To back up for a minute: I grew up in a South Asian American family with a super high-achieving home culture. My dad is a professor, so education has always been very important to him. There was always this sense of guilt constantly weighing on me about how my parents sacrificed everything to give me a better life. In fact, my mom got pregnant when she was in grad school, and she ended up dropping out so she could help make money to raise me.
With all of that in the back of my head, I ended up pursuing the “practical” fields of computer science and business. After graduating, I wound up taking a job in finance, and at a company with a super corporate, intense culture. I thought all of it was what I wanted.
This job ultimately led to the most traditional definition of burnout—I was working all the time, and it seriously impacted my physical health. However, this was in 2012, and no one talked about mental health or burnout culture. We didn’t even know what to label it. So I just experienced physiological fatigue and exhaustion, but I didn’t know how to channel it. I remember trying to journal about what was bothering me, what I needed to get done, or what was causing my anxious feelings.

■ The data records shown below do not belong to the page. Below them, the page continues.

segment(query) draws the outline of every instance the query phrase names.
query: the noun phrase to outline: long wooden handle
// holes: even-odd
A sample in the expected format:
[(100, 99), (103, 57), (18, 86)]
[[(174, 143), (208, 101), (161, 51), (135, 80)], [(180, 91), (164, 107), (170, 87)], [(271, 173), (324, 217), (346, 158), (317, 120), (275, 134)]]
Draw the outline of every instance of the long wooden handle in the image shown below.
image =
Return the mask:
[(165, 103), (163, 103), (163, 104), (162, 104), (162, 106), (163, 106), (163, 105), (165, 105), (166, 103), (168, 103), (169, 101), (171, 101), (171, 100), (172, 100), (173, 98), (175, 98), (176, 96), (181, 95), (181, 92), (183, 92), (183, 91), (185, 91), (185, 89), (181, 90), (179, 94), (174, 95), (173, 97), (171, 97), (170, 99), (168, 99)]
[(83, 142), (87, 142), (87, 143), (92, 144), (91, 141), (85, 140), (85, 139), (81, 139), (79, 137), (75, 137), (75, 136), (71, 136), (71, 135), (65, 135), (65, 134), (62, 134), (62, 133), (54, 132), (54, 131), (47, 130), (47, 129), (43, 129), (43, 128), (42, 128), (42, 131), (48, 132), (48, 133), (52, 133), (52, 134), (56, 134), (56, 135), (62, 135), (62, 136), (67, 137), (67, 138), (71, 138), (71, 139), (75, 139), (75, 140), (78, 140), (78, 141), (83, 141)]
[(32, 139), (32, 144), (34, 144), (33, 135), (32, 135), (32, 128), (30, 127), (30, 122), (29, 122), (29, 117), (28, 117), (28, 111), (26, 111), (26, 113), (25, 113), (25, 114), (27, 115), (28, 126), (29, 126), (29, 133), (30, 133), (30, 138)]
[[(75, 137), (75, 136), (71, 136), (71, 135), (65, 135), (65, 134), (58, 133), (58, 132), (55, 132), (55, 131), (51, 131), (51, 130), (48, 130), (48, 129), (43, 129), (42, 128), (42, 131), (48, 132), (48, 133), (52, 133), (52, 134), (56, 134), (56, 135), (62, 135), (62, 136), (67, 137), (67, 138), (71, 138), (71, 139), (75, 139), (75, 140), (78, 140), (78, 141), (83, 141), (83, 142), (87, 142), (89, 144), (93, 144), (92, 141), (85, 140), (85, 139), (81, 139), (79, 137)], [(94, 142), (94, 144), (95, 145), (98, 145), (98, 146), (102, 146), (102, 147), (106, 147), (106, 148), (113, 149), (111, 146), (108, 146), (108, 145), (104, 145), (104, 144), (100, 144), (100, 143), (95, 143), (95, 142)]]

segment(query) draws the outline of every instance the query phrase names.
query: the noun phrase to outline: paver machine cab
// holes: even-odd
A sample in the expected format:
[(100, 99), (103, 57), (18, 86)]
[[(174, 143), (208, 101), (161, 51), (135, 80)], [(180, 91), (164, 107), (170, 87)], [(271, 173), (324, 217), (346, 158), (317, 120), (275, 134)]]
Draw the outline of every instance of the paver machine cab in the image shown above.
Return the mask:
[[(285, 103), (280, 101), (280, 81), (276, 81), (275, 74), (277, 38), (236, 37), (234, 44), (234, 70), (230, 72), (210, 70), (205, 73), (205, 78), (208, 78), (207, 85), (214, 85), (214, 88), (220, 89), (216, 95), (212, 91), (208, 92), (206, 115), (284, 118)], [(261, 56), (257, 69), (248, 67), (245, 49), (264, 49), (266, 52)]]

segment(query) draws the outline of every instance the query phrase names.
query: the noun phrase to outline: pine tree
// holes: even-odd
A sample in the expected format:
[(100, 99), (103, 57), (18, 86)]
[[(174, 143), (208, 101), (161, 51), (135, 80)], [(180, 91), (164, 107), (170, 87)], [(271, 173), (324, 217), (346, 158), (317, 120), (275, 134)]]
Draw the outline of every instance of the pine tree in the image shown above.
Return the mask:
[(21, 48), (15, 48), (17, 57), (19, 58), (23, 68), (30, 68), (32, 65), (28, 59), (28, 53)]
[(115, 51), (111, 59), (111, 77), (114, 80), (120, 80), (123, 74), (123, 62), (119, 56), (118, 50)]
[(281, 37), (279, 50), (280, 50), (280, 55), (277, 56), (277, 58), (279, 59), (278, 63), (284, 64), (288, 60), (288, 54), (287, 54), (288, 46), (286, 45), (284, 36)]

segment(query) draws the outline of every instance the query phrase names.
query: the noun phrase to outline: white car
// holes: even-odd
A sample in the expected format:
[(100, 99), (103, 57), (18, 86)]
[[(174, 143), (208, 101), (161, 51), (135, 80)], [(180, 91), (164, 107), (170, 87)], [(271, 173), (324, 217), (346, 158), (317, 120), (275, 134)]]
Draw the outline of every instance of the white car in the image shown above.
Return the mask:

And whenever I would start to notice those unsettling feelings creep in (usually every six to 12 months), I would just try to cover it with a bandaid solution and move along. Sometimes, I would pivot jobs, but that didn’t necessarily fix anything. With my computer science degree, I took several positions as a software engineer, as I was conditioned to believe in building a safety net. As a result, because I was living to achieve someone else’s dreams, burnout would creep back in.
Then, I ended up moving to San Francisco to start a new job at a company that was about to go public. I was dating a new guy (spoiler alert: my now husband). On paper, it looked like my life was pretty incredible. However, I was still waking up feeling tired, even when I wasn’t working long days. I was also constantly unhappy, cranky, and negative—all the things you wouldn’t necessarily expect as a high-achieving woman whose life was checking all her own boxes.
What I began to realize, however, was that I was chasing society’s definition of success—but not my own. I was living life on autopilot rather than one that aligned with my personal core values. It wasn’t just the amount of work that was causing my burnout; it was a lack of fulfillment in what I was doing every day, because I knew I wanted to be doing something else.